The specialist on virtual teamwork Jaclyn Kostner wrote: « the problem isn’t teleworking. The problem is how it is led, managed, and rewarded.»

Verbal and non-verbal communication

We know that verbal communication only delivers part of the message we are trying to send. Less than half seems to be the agreed figure. But this also differs between national cultures. Some cultures like the Swiss German, and the Nordic for example are so called low-context cultures while someone from Japan or Italy belongs to a high context culture. The American anthropologist Edward T Hall created the terms in 1976.

It means that a Swede concentrates mostly on what is said, while a Japanese looks and experience body language, setting, mood, hierarchy and atmosphere to a much larger extent. This has the effect that a virtual team is more difficult to fully accept and profit from for a Japanese participant than for a German.

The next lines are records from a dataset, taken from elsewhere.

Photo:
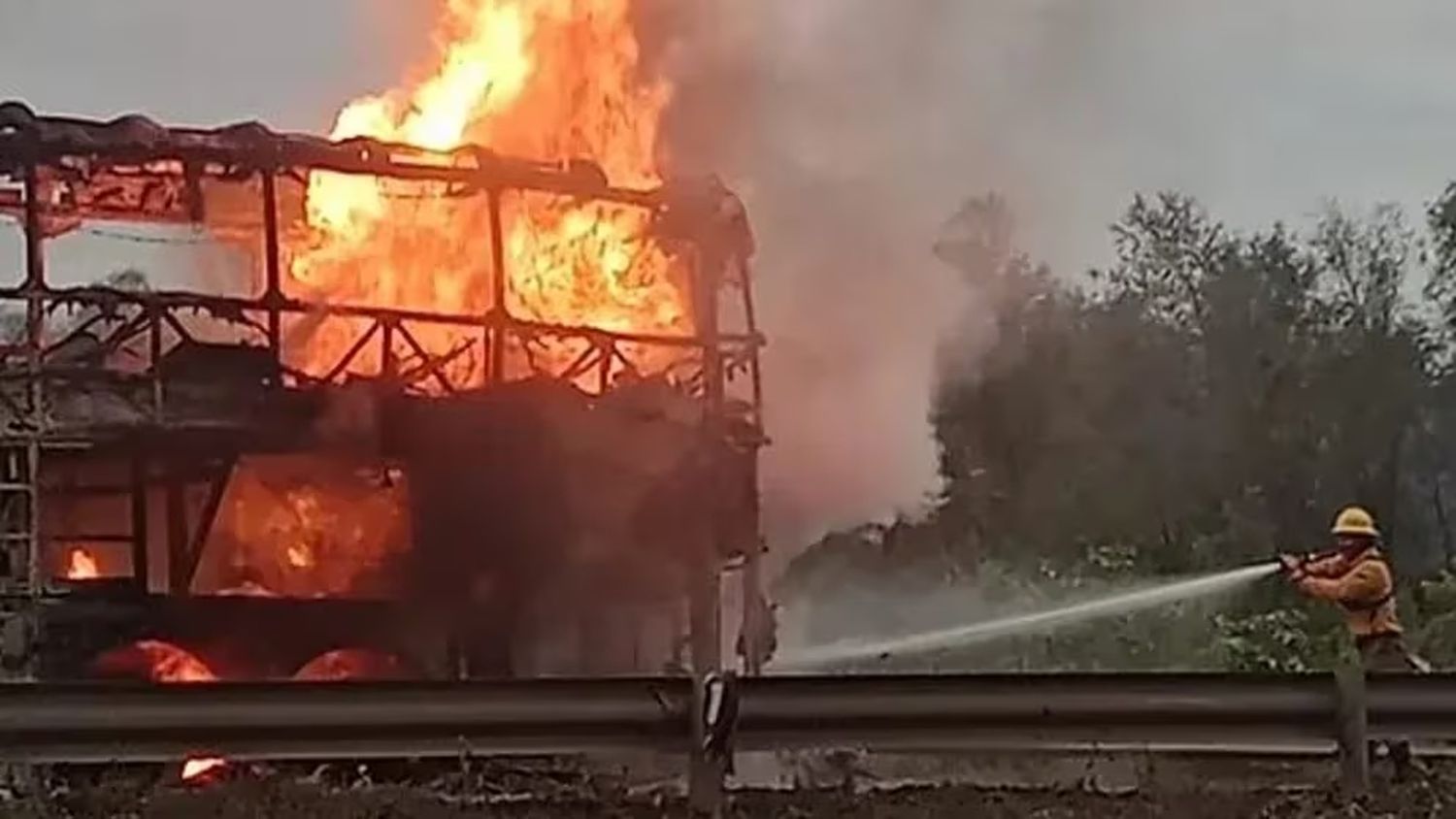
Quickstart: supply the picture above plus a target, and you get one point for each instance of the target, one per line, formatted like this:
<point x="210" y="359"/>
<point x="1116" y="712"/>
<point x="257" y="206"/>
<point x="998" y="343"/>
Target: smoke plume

The communication feels too direct and reduced. The unsaid, which is the most crucial element does not appear in the interaction.

Video Conferences

There are sophisticated video conferencing systems like Cisco’s WebEx and TelePresence and Microsoft’s Lync. There seem, however, to be a general reluctance in many companies to use video conferencing. As the installation is rarely handled people are a bit confused and lost with the technicalities. Many have memories of dark hazy screens and bad lip-sync from failed attempts to profit from older generations of installations.

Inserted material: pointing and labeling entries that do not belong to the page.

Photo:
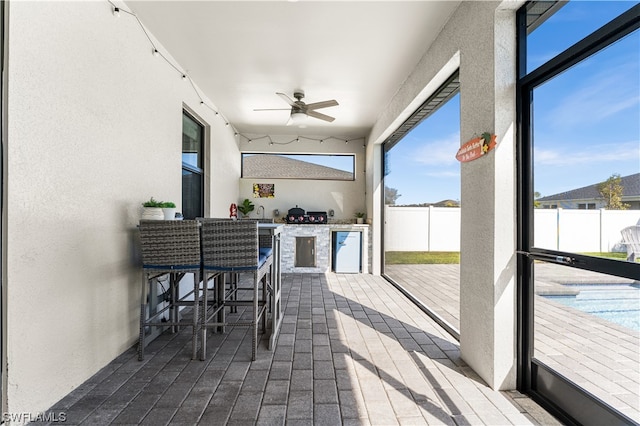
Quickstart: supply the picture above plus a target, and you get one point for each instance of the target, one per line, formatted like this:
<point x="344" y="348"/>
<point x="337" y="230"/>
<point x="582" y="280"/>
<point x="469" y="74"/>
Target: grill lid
<point x="296" y="211"/>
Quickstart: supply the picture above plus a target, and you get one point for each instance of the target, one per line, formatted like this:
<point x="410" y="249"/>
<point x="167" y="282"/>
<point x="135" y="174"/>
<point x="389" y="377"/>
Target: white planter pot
<point x="152" y="213"/>
<point x="169" y="213"/>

The fact is that if you use today’s equipment correctly and to its full potential you can actually have better meetings than in a normal physical reunion. You can share documents, make notes and interact in a very productive way. But it is like everything in life – you have to know what to do and you have to train.

Trust – a key factor

Trust is the basis for working together, communicating and doing business.

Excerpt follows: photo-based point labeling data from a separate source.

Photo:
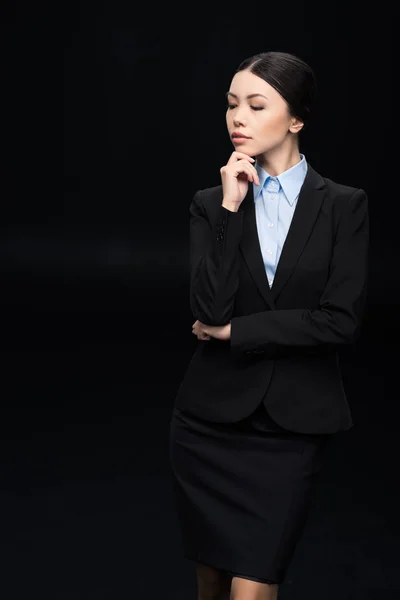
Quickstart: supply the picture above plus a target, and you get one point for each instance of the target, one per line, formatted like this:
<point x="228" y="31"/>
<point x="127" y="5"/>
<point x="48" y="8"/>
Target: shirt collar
<point x="290" y="180"/>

Some cultures like the Swedish start by giving people full trust and when someone is seen to betray that abruptly loose confidence. Once and for all.

In other cultures like the French on the contrary you start by general suspicion. Others have to conquer your trust over time. You can lose it but reconquering it anew.

In all cultures you have to improve cooperation by getting to know each other. It is the role of small talk about the weather, stories of what happened during the week etc. – these seemingly unnecessary exchanges are essential to pave way for the efficiency at later stages.

Collective Intelligence

In all teamwork you need to be attentive to others, to listen and be open. You must be tactful and show respect. At MIT in Boston studies by Thomas W. Malone and his team are done around collective intelligence. They have proven that for a team to be intelligent it is not the smartness of the individual team members that is crucial but their openness to listen and exchange with the others.

Four rules for efficient virtual teamwork.

1. Build trust. If you cannot meet for a physical kick-off you should at least try to create some informal contacts during and in-between meetings. There is a person behind the function.

2. Prepare your interventions and presentations more thoroughly than for a normal meeting. You have to capture the audience’s attention to avoid ‘multitasking’. Interaction is crucial. If not being involved the participants read their e-mail, and do other things and no one pays attention. Also remember that everything communicates – in a video the way you dress, move and your background can underline or contradict your message.

3. Do not exclude team members. Do not create concentric circles where those working close to you are favored as regards information. The far-away members will feel excluded and underperform. Everyone should have the same relevant information.

4. Organization is essential. Clear agendas, defined roles and responsibilities, protocols and follow up meetings. One has to avoid ambiguity. This is precisely because all the normal signals of doubt, of disagreement which are obvious to participants in a physical meeting. « I can see on your face David that you do not really agree » are eliminated. Structure must compensate for this.